Mais globalement, tous sont en baisse, et souvent sensible. L'emblématique contrat de l'Afer a ainsi abandonné 60 points de base (0,6 %) par rapport à 2009 pour distribuer 3,52 %. Dans ce concert de baisses, seul Generali joue fortissimo en relevant ses rémunérations. Une performance à nuancer toutefois puisque, pour l'essentiel, elles avaient beaucoup plus diminué que les autres en 2009.

Quoi qu'il en soit, cette forte érosion ne surprend guère les professionnels : les fonds en euros sont victimes de la baisse continue des taux obligataires. Collectant chaque année des dizaines de milliards d'euros qu'ils investissent dans des emprunts d'États ou d'entreprises dont les coupons sont de plus en plus bas, ils diluent les rendements plus élevés procurés par les obligations anciennes. L'an dernier, du fait des inquiétudes sur les pays périphériques de la zone euro, les taux des obligations des États français et allemands ont ainsi atteint des records historiques de faiblesse, à 2,4 % pour le taux à dix ans français. L'impact sur des portefeuilles qui rapportent environ 4 % en moyenne (avant dotation des réserves et frais de gestion) est facile à imaginer...

Climat déprimé

Faute de mieux, de nombreux assureurs ont ainsi préféré jeter le dévolu sur les obligations émises par les entreprises, un peu plus rentables et jugées parfois moins risquées que celles des États, voire sont restés partiellement liquides en attendant que les taux reprennent des couleurs. « Nous avons maintenu une poche de liquidité autour de 11 %, confie ainsi Jean-François Boulier, le gestionnaire de l'Afer, en attendant que les taux remontent. »

Pas de chance pour les assureurs : les marchés monétaires n'ont quasiment rien rapporté en 2010 et n'ont pas permis de contribuer aux performances. Si l'on y ajoute la bourse qui a fait du surplace et n'a pas permis de réaliser des plus values, le tableau est complet !

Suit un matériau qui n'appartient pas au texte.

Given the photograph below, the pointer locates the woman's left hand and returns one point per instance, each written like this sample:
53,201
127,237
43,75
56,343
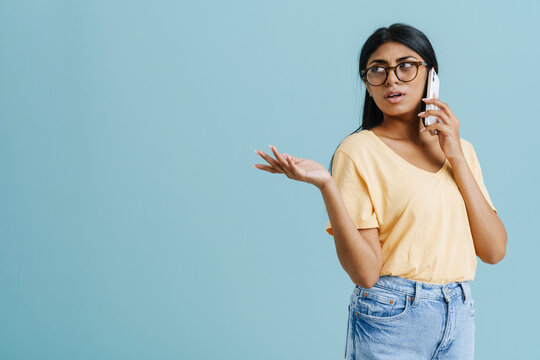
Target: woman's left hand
447,131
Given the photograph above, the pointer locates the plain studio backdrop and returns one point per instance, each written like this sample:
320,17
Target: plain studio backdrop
133,225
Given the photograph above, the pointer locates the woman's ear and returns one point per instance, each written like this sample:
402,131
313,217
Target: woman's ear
367,89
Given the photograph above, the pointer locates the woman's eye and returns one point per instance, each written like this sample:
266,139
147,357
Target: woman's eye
405,65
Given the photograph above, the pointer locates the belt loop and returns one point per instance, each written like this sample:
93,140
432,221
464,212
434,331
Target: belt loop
416,294
466,291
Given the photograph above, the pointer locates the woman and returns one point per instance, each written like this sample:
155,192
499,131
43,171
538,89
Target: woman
408,210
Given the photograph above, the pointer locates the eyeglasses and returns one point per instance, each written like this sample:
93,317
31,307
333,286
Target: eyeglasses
405,71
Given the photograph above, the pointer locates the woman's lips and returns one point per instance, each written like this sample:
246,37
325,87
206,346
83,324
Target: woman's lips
395,99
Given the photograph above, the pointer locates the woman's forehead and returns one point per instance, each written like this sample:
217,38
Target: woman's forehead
392,52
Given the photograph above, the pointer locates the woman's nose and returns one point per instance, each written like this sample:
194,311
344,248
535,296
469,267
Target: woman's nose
391,78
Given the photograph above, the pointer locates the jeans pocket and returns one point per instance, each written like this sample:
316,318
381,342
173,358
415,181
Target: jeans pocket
380,304
471,306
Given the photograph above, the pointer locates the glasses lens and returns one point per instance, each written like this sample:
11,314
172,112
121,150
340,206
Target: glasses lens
376,75
406,71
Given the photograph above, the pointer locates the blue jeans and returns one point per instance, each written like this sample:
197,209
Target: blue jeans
398,318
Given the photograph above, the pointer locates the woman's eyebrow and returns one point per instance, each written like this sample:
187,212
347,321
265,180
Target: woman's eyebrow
386,62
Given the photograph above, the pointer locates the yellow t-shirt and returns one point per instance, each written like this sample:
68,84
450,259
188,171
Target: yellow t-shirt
423,225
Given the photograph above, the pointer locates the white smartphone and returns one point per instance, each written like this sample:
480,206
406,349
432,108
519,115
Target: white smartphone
432,92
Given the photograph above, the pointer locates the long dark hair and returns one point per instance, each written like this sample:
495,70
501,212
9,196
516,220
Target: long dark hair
399,32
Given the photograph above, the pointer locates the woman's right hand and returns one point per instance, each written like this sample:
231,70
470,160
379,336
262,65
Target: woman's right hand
294,168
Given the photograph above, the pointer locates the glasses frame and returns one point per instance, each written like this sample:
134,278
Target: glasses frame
363,73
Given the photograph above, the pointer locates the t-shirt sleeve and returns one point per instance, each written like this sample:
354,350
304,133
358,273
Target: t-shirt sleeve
477,172
354,192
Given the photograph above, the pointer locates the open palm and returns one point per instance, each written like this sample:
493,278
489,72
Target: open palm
295,168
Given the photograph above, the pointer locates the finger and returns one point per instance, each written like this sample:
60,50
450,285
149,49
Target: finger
268,159
292,165
437,113
441,105
279,158
441,128
267,168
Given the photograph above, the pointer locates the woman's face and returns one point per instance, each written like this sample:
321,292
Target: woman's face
408,104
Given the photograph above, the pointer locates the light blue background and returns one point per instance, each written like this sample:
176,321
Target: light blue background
133,225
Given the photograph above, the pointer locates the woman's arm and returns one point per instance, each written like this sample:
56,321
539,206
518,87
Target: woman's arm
359,253
488,232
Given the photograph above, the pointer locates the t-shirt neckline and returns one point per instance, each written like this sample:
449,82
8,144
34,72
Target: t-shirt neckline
379,140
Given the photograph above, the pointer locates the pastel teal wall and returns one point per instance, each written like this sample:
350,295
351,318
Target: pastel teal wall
133,225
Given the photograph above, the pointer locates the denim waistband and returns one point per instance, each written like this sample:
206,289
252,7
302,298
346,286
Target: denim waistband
421,289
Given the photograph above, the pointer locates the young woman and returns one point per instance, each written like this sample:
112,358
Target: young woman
408,210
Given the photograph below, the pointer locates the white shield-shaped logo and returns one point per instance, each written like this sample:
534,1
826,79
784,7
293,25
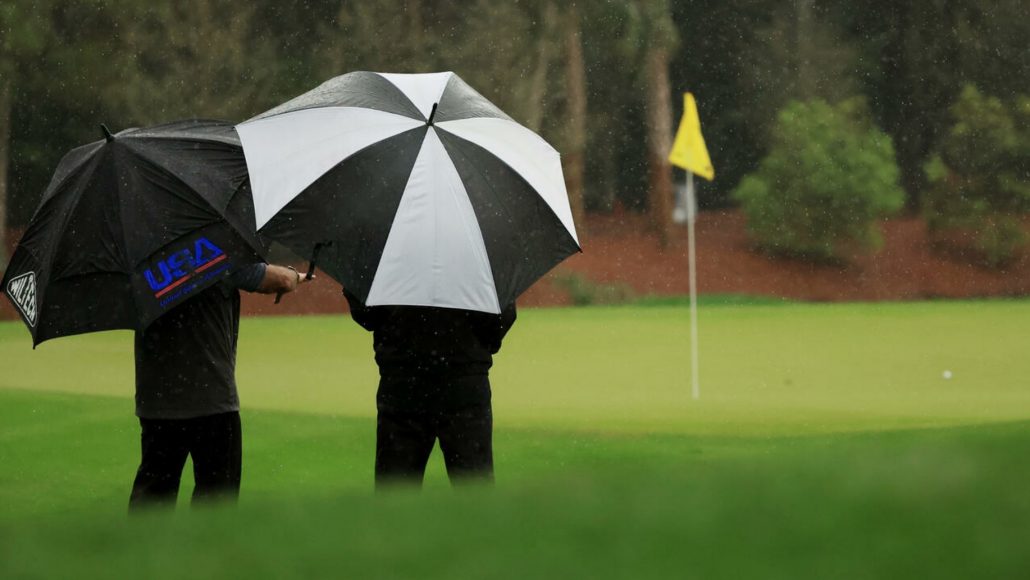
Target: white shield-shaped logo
23,293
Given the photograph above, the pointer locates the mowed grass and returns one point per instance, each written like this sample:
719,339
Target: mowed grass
826,443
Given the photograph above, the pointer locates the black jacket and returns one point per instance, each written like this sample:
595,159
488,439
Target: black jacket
421,341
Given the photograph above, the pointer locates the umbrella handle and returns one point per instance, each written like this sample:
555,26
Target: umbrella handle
314,260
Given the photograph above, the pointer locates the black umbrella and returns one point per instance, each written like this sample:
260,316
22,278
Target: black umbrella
411,190
132,226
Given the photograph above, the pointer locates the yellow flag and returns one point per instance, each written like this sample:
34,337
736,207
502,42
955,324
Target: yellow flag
688,149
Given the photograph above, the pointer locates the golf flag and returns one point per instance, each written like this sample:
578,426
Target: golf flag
688,150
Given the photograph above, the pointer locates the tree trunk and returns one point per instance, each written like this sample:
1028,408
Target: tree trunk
538,82
4,156
804,82
659,112
576,100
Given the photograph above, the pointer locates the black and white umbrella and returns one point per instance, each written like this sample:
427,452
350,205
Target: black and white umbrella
410,190
132,226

Dans ce climat déprimé, la plupart des assureurs prédisent une poursuite de la diminution des rendements. « Nous ne voyons aucun signe de retournement », déplore par exemple Marcel Khan, directeur général de la Macsf, une mutuelle habituée des podiums et qui sert encore plus de 4 % en 2010. Même manque d'entrain au Conservateur, un autre habitué des récompenses : « Les fonds en euros ont été les produits miraculeux des années 80 et 90, mais maintenant, c'est fini », tranche Gilles Ulrich, son directeur général.

À moins, bien sûr, de se tourner vers les très rares fonds de nouvelle génération, comme ?urocit de Ag2r La Mondiale qui associe une poche action conséquente tout en continuant à garantir le capital : il a rapporté 5,14 % l'an dernier (pour plus de détails, sur ces fonds à gestion « coussin », lire le dossier le n°4611 de « La Tribune », du 3 décembre 2010). De quoi redonner espoir dans la gestion sans risque!

 

4 grandes catégories de contrats à la loupe

1 - Les contrats des établissements bancaires restent à la traîne

Principaux pourvoyeurs d'assurance-vie en France, les établissements bancaires continuent à proposer les fonds en euros ayant, globalement, la plus faible rentabilité. Les taux 2010 des grandes enseignes sont ainsi massivement rassemblés entre 3,2 et 3,4 %. La clientèle d'entrée de gamme reçoit la plupart du temps un peu moins (3 à 3,2 %). Pour la clientèle patrimoniale et les contrats les plus élitistes, les taux montent en revanche parfois au-dessus de 3,5 %. La baisse moyenne est cependant inférieure à celle du marché : une résistance qui s'explique principalement par la faiblesse des rémunérations distribuées depuis plusieurs années.

Tous les établissements n'ont cependant pas encore communiqué leurs performances : les Banques Populaires, la Banque Postale, le Crédit Mutuel de Bretagne gardaient toujours le silence sur les taux en milieu de semaine.

Le niveau limité de la rémunération des fonds en euros des banques s'explique principalement par une gestion très sécuritaire ; elle-même dictée par des fonds propres limités ? les maisons mères n'affectent en général à leurs filiales d'assurance-vie que le minimum réglementaire ? qui interdisent les diversifications importantes. De plus, les contrats des bancassureurs supportent fréquemment des frais de gestion plus lourds : un poids qui compte d'autant plus qu'il est fixe (0,5 à 1 % du capital chaque année), alors que la rémunération, elle, diminue.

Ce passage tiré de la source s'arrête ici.